1.1 What is VariableDict?

VariableDict creates a set of decision variables indexed by string keys, much like a Python dictionary. It’s ideal when your variables correspond to named entities — ore zones, equipment, products — rather than numeric indices.

Key methods demonstrated:

Method Purpose
VariableDict(name, keys, lb, ub) Create with per-key bounds
vd['key'] Access individual variable
vd.sum() Sum all variables
vd.sum(subset) Sum a subset of variables
vd.prod(coefficients) Weighted sum (grade blending, costs)
vd.keys(), values(), items() Dict-like iteration
len(vd), 'key' in vd Length and membership
solution[vd] Extract all results as a dict

2 Problem Data

An open-pit mining operation has five ore zones, each with different copper grades, extraction costs, and tonnage limits.

from optyx import VariableDict, Problem

# Ore zones
zones = ["North Pit", "South Pit", "East Bench", "West Cutback", "Stockpile"]

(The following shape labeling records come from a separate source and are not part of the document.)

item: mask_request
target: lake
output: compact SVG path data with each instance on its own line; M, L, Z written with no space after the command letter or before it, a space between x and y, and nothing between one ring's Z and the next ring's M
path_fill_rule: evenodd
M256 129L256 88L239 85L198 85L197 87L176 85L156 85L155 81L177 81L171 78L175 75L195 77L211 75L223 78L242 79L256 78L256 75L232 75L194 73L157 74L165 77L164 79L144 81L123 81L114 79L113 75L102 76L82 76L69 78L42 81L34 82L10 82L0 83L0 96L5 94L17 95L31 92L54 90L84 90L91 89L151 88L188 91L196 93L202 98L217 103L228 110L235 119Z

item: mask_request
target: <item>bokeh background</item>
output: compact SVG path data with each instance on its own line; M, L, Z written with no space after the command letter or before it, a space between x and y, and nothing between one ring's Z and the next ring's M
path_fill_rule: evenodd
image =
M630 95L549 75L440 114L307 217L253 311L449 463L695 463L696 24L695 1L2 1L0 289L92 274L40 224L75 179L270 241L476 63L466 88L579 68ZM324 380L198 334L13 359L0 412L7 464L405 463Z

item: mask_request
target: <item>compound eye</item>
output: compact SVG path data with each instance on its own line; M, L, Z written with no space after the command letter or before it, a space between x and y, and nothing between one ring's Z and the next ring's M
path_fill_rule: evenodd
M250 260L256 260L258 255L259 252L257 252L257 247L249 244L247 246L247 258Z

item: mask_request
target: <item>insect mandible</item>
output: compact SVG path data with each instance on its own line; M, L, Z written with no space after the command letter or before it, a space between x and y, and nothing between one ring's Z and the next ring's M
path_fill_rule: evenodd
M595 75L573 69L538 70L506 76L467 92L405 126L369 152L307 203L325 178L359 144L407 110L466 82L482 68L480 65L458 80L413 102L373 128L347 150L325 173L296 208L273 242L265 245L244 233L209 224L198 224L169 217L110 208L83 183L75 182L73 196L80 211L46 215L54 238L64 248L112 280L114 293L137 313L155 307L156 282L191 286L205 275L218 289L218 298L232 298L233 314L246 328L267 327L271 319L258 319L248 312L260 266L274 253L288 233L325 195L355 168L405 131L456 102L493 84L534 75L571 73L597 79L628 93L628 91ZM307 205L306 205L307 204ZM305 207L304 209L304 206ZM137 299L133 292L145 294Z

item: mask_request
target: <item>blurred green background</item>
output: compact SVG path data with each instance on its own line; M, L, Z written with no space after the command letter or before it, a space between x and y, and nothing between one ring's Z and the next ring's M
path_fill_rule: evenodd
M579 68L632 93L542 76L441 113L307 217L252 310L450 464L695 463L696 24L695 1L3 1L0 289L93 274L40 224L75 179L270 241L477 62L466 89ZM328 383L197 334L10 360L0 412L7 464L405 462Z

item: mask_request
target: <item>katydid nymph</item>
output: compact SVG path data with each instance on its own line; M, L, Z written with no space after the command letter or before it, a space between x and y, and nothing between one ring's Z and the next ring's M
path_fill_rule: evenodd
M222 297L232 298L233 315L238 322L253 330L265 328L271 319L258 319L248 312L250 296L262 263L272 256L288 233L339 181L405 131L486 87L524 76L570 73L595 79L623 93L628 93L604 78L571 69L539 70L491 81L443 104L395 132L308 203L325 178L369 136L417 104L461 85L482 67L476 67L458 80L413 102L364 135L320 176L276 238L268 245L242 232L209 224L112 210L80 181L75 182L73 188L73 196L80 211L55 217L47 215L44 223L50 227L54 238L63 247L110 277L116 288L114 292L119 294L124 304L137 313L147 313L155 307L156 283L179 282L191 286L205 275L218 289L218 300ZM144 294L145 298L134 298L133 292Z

# Ore grade (% copper) per zone
grade = {
    "North Pit": 0.85,
    "South Pit": 0.62,
    "East Bench": 1.20,
    "West Cutback": 0.45,
    "Stockpile": 0.55,
}

# Extraction cost ($/tonne) per zone
cost = {
    "North Pit": 12.50,
    "South Pit": 9.80,
    "East Bench": 18.00,
    "West Cutback": 8.50,
    "Stockpile": 5.00,
}

# Revenue per unit of contained metal
cu_price = 85.0  # $/unit grade-tonne

# Maximum extractable tonnage per zone (kt)
max_tonnes = {
    "North Pit": 500,
    "South Pit": 800,
    "East Bench": 300,
    "West Cutback": 600,
    "Stockpile": 200,
}

# Mill constraints
mill_capacity = 1500     # kt total throughput
min_feed_grade = 0.60    # minimum blend grade (% Cu)
max_feed_grade = 1.00    # maximum blend grade (% Cu)

# Zone groups
high_grade_zones = ["North Pit", "East Bench"]
low_grade_zones = ["South Pit", "West Cutback", "Stockpile"]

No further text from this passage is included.